Elle eût semblé morte à un indifférent ; mais, de cent pas en cent pas, on rencontrait quelques hommes robustes, que le hasard seul ne pouvait pas avoir placés ainsi aux endroits d’où précisément on pouvait tout surveiller. Ces gens les laissaient passer d’un air insouciant, puis bientôt les dépistaient, et, revenant comme en flânant sur leurs pas, avaient, en fin de compte, pu se bien assurer qu’ils allaient droit leur chemin. L’un d’entre eux, voyant la grande taille du musicien, était venu distraitement le regarder de si près sous le nez, que Maroussia en avait tressailli.
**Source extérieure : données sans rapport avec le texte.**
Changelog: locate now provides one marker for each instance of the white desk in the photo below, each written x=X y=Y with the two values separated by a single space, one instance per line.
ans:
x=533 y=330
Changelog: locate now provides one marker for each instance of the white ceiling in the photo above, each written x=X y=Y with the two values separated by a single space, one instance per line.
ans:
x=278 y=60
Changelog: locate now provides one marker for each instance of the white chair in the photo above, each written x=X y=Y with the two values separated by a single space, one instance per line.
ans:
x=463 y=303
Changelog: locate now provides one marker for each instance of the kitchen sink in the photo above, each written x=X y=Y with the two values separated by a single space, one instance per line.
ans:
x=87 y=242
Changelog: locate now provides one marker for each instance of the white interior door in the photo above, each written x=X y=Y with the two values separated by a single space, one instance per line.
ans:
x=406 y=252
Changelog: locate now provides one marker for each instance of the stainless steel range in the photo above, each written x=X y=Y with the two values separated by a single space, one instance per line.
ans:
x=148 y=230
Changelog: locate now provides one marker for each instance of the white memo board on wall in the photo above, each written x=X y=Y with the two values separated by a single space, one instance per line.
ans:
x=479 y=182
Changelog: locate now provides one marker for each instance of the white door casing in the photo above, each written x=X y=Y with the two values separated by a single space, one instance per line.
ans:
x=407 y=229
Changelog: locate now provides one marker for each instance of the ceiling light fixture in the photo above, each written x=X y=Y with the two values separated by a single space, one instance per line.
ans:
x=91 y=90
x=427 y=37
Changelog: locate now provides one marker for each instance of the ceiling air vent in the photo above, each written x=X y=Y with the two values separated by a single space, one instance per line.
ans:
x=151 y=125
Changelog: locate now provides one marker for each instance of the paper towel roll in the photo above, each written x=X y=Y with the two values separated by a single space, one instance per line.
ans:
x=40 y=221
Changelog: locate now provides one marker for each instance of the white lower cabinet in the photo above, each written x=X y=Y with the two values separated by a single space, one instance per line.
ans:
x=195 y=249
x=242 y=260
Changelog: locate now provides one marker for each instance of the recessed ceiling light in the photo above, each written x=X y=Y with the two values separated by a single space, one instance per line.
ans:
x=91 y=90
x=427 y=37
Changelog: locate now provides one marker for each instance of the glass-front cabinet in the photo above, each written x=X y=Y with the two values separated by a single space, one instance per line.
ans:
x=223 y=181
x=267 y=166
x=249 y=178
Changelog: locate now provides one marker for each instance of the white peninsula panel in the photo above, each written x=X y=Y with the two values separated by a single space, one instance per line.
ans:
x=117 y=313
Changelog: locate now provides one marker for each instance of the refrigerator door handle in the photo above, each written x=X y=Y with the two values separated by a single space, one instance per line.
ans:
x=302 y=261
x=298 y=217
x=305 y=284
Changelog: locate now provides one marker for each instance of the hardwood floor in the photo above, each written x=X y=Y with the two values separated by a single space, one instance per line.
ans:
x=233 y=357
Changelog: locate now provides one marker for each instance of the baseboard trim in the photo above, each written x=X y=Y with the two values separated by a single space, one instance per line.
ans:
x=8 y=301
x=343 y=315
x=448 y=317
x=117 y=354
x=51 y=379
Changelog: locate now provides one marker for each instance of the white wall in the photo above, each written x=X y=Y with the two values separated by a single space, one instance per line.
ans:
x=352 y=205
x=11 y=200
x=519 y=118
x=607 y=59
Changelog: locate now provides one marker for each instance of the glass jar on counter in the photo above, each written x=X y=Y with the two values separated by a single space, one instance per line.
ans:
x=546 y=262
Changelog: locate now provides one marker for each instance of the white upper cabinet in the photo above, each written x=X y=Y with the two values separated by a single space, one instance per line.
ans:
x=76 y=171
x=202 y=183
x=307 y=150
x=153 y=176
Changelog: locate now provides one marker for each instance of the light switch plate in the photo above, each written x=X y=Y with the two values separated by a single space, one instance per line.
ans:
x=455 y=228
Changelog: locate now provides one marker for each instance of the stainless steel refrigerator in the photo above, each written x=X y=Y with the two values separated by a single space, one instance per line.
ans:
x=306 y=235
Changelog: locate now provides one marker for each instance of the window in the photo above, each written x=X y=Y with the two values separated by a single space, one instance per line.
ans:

« Il est hardi, ou peut-être étourdi, celui-là, » dit-elle à voix basse à son grand ami ; il a l’air de ne pas plus connaître le danger qu’une mouche.

— C’est un curieux, lui dit Tchetchevik ; ses intentions ne sont pas mauvaises. C’est une bonne race que ces gens de Tchiguirine ; ils iraient au feu comme à une promenade. »

Quand nos voyageurs arrivèrent à la porte de la ville, un géant de Cosaque, qui semblait sortir de terre, se présenta devant eux. Il avait des moustaches de deux lieues, et il leur barra le passage comme un clocher en pierre.

« Quel est votre chemin, mon vénérable ? demanda-t-il.

— Celui des honnêtes gens, mon brave.